If the Zuckerberg-Facebook assumption–that we always want to be guided by our ‘friends’, that we always want to share, and have tastes shared with us–were true, then we would always visit the most crowded attractions in the world and go precisely where the herds go. But we don’t. Even in a museum packed to the rafters on a weekend, we sometimes take a turn into the obscure side-gallery because something has caught our eye, tickled an obscure part of our imagination, tapped into a part of us that we did not know existed till then. We do not know ourselves fully; to explore by ourselves, guided by our own mysterious inclinations can be an entrancing journey of self-discovery. To be constantly guided, prodded, pushed, recommended, into well-worn and commented on paths is dismissive of our potential for reconfiguration.
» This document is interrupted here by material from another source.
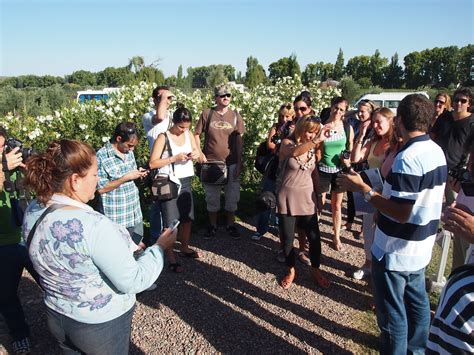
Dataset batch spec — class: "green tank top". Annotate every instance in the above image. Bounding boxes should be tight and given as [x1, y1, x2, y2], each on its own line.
[319, 130, 347, 174]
The ‘Net was supposed to be Borges’ library. It might be that; but it is a library with all its books marked with little stickers telling us who liked what, with its pathways marked with commentary, urging me to add my own so that I may ‘guide’ the others who follow me. This library’s custodians don’t want us browsing the shelves; they want to guide us into small reading rooms where we will meet those with whom we are already familiar.
In this ‘Net, our past determines our future; our essences become fixed quickly as we lock into trajectories determined by our ourselves and our Friends. Talk about existential crises.
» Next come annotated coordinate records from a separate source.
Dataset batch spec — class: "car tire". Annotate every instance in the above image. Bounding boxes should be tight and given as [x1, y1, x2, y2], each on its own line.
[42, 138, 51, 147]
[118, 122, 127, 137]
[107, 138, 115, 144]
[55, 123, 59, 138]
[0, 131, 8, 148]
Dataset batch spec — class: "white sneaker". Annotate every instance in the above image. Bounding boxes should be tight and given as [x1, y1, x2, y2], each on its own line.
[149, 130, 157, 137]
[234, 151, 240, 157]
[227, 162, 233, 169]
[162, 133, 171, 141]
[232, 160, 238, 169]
I left Facebook more than a year ago, and have not returned. My decision, in many ways, was irrational: as a writer, I cut myself off from a form of advertising that is increasingly crucial in today’s social media world. I still owe myself a post here that explains my rationale for doing so. All in good time.
One point that has been ignored is that apart from directing us to content using the interests of our ‘friends’, the social web also permits us to make ‘friends’ on the basis of common interests. On blogs or on Twitter, we regularly see conversations between former strangers on subjects of common interest.
John,
Thanks for the comment; good to see you here! Fair point, and given David Barry’s recent comment, one I should respond to – the number of posts I owe is piling up!
Thanks,
Samir
I don’t really understand what you and Morozov are getting at. It seems to me that you’re saying that when you find something interesting on the Internet, it has some extra value for you if you discover it yourself. I suppose I understand that, and it is true to some extent for me too. But to a small extent with Facebook, and to an enormous extent with Twitter, I get to see many, many more interesting things than if I were randomly following links. The comparison is not even close: if I put even a small value on the interesting thing itself, then the total number of interesting things will overwhelm the pleasure at discovering a cool website on my own. To take your library metaphor, with social media I see many more bookshelves than I would have seen on my own.
And even then, it is not as though I’m constrained by what my friends are reading on the WaPo or Guardian Facebook apps. The other day I went looking for 19th-century-style fonts and discovered Scotch Modern, something which zero of my friends found interesting. Repeatedly clicking on links in Wikipedia articles looks to me like a sort of flanerie, and this habit is common enough to have been used as fodder in a webcomic (it’s in an xkcd I can’t be bothered looking up).
David,
Fair point – as I note in my reply to John (and my wife said something similar) – this is something I need to respond to. I’ll address it in a separate post (that makes it two I owe you).